Building a Voice Bridge: When the API Lies to You

Project: OpenClaw Voice Plugin
The Goal: Get a "demonic" AI voice speaking through my Raspberry Pi speakers
The Reality: 3 hours of authentication hell and encoding surprises

The Vision

I wanted Squidworth to speak. Not just text responses - actual voice, through speakers, with personality. I'd spent months perfecting the Hades voice persona with Inworld. Deep, slightly menacing, occasionally bemused. Perfect for a cosmic horror assistant.

The plan seemed simple:

Inworld TTS API → audio
Raspberry Pi → speakers
HTTP endpoint → trigger

What could go wrong?

Attempt 1: JWT Authentication

Inworld's docs said "use JWT." So I implemented JWT. Generated tokens, set the audience, the secret, the key... all the standard OAuth2-ish dance.

// The code looked right
const token = generateJWT({
  aud: process.env.INWORLD_JWT_AUD,
  key: process.env.INWORLD_JWT_KEY,
  secret: process.env.INWORLD_JWT_SECRET,
});

Result: 401 Unauthorized

I checked the token. It was valid. I checked the headers. They were correct. I regenerated the credentials. Still failed.
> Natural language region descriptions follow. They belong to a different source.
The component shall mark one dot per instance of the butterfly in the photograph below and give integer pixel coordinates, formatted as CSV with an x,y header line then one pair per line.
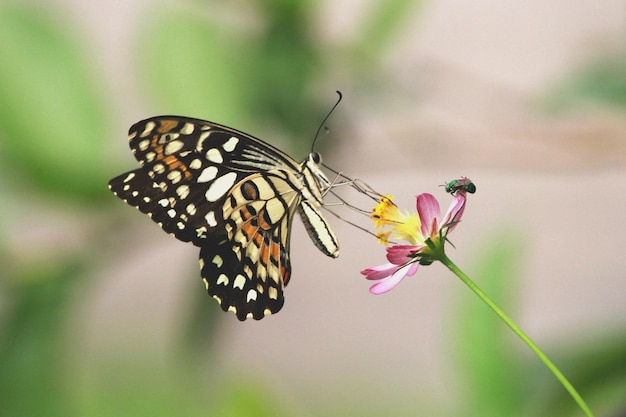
x,y
232,195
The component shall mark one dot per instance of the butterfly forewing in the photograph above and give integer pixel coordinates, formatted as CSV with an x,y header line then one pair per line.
x,y
234,196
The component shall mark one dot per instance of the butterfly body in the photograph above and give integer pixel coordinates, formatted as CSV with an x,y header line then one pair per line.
x,y
232,195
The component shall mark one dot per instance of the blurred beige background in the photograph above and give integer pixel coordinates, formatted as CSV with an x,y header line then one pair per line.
x,y
466,80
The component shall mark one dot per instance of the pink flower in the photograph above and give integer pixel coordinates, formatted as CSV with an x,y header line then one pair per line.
x,y
426,231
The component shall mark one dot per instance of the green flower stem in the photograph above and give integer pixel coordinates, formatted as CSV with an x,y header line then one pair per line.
x,y
551,366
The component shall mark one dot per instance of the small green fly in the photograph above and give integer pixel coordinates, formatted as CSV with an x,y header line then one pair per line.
x,y
463,183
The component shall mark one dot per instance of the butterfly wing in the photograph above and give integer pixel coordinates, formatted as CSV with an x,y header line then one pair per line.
x,y
225,191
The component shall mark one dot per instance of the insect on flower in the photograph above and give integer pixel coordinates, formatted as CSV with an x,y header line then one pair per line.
x,y
462,183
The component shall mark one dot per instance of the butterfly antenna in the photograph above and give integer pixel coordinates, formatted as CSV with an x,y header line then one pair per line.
x,y
325,119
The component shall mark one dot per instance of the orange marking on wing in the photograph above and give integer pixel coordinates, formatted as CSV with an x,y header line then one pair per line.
x,y
263,224
275,253
249,230
167,125
264,254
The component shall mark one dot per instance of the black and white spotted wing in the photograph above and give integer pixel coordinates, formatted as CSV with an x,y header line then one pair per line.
x,y
232,195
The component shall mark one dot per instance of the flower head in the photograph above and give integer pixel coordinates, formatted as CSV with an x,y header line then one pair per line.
x,y
426,231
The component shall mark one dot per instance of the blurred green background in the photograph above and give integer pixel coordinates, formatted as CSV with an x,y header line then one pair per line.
x,y
102,314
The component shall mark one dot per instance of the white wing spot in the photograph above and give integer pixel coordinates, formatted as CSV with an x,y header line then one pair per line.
x,y
147,130
222,279
203,137
273,293
182,191
150,156
230,144
220,186
214,155
195,164
187,129
208,174
251,295
210,218
173,147
239,282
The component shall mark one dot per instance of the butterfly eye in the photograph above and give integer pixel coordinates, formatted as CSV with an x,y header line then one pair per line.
x,y
315,157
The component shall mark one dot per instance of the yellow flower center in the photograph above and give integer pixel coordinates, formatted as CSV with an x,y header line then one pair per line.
x,y
405,226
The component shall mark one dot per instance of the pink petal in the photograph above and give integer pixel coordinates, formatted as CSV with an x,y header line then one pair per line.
x,y
455,211
380,271
429,212
390,283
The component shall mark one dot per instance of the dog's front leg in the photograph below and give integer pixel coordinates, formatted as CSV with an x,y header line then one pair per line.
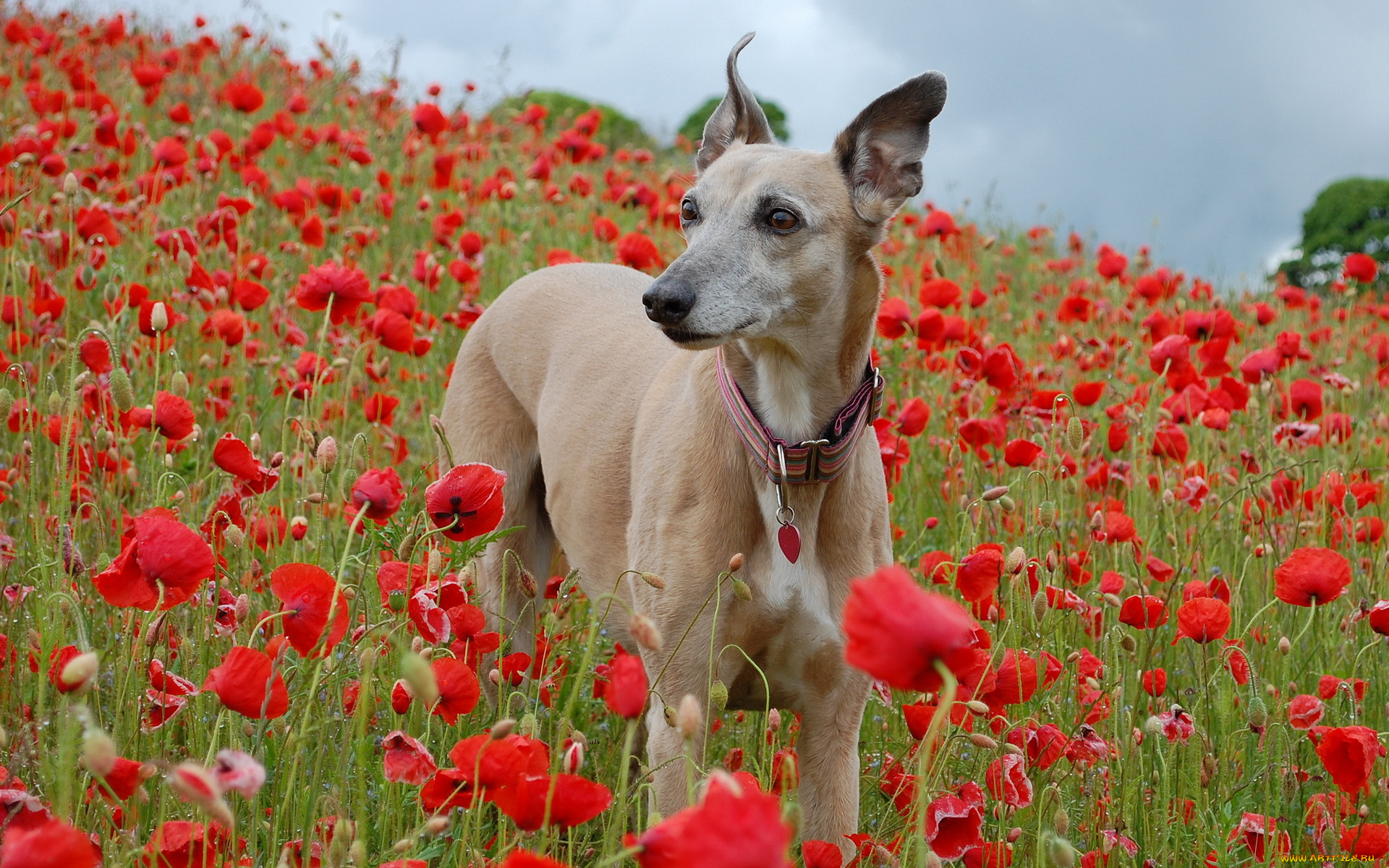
x,y
830,759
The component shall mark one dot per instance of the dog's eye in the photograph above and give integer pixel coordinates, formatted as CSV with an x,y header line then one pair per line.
x,y
782,220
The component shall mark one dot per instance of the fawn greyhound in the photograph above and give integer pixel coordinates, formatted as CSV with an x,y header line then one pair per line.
x,y
727,427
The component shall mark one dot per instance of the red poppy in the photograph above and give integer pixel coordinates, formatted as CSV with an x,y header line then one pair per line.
x,y
732,827
625,689
241,681
1144,611
344,288
380,493
161,555
1202,620
557,800
49,845
1312,575
1349,756
310,595
467,501
896,631
406,760
459,688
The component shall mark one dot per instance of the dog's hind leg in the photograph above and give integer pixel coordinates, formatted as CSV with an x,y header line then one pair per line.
x,y
486,422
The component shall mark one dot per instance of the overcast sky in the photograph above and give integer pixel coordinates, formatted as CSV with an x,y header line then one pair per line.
x,y
1200,127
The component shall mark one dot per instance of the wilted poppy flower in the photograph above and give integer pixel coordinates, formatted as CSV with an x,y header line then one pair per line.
x,y
378,493
557,800
344,288
467,501
309,595
1349,756
243,682
1202,620
1312,575
625,689
896,632
48,845
406,760
161,556
732,827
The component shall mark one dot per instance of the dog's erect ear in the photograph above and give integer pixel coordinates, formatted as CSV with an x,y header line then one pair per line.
x,y
881,150
738,119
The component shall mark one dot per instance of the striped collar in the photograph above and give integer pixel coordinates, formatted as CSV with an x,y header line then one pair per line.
x,y
807,461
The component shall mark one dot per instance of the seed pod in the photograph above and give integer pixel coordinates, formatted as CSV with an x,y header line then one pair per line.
x,y
691,717
1076,434
645,631
122,389
1016,558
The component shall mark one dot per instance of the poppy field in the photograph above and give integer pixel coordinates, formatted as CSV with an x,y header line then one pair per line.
x,y
1139,613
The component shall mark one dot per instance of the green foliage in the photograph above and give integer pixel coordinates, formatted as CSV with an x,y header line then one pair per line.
x,y
1351,216
694,125
616,131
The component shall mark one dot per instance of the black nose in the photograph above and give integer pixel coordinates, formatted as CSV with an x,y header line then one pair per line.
x,y
668,302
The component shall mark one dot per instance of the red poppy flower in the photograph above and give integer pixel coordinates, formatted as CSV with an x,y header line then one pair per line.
x,y
241,681
380,493
625,689
309,595
164,555
406,760
1202,620
467,501
1349,756
732,827
953,825
459,688
1312,575
556,800
173,416
49,845
978,574
1144,611
896,632
344,288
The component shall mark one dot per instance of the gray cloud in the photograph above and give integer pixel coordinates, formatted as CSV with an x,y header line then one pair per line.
x,y
1202,128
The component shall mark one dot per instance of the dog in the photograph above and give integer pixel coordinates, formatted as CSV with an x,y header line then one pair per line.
x,y
664,425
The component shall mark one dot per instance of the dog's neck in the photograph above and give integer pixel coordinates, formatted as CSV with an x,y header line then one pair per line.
x,y
797,386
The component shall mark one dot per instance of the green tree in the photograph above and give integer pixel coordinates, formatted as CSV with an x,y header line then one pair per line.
x,y
1351,216
616,131
694,125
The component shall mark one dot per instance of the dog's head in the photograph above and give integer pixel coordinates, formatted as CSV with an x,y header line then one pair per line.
x,y
773,231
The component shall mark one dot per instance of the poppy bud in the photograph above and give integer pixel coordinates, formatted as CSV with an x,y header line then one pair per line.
x,y
420,678
1076,434
98,752
80,671
645,631
122,389
718,696
327,454
990,495
691,717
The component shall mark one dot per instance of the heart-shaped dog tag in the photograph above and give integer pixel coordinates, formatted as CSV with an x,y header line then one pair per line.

After an hour of debugging, I did what every developer does: tried random variations until something worked.

Attempt 2: Basic Auth (The "Wrong" Way)

Buried in Inworld's dashboard: a "Basic Auth" option. Base64 encode of key:secret. No JWT. No token generation. Just a simple header.

const auth = Buffer.from(`${key}:${secret}`).toString('base64');
headers['Authorization'] = `Basic ${auth}`;

Result: 200 OK

It worked. The "legacy" auth method worked when the "modern" JWT approach failed. I still don't know why. The JWT token was valid according to every debugger I tried. But Basic Auth? Instant success.

Lesson #1: Documentation lies. Sometimes the "old" way is the only way.

Attempt 3: The Audio Isn't Audio

With auth working, I expected an MP3 stream. That's what the API docs implied. Raw audio bytes.

Instead, I got JSON:

{
  "audioContent": "//NExAAAAANIAAAAAExBTUUzLjEwMKqqqqqqqqqqqqqqqqqqqqqqqqqqqqqqqqqqqqqqqqqqqqqqqqqq//NExAAAAANIAAAAAExBTUUzLjEwMKqqqqqqqqqqqqqqqqqqqqqqqqqqqqqqqqqqqqqqqqqqqqqqqqqq"
}

Base64-encoded audio. Embedded in JSON. Not a stream. Not raw bytes. A string. Inside an object.

I spent 20 minutes trying to pipe this "audio" to VLC before realizing I needed to decode it first.

// The fix
const audioBuffer = Buffer.from(response.audioContent, 'base64');
fs.writeFileSync('/tmp/output.mp3', audioBuffer);

Lesson #2: APIs return what they return, not what the docs say they return.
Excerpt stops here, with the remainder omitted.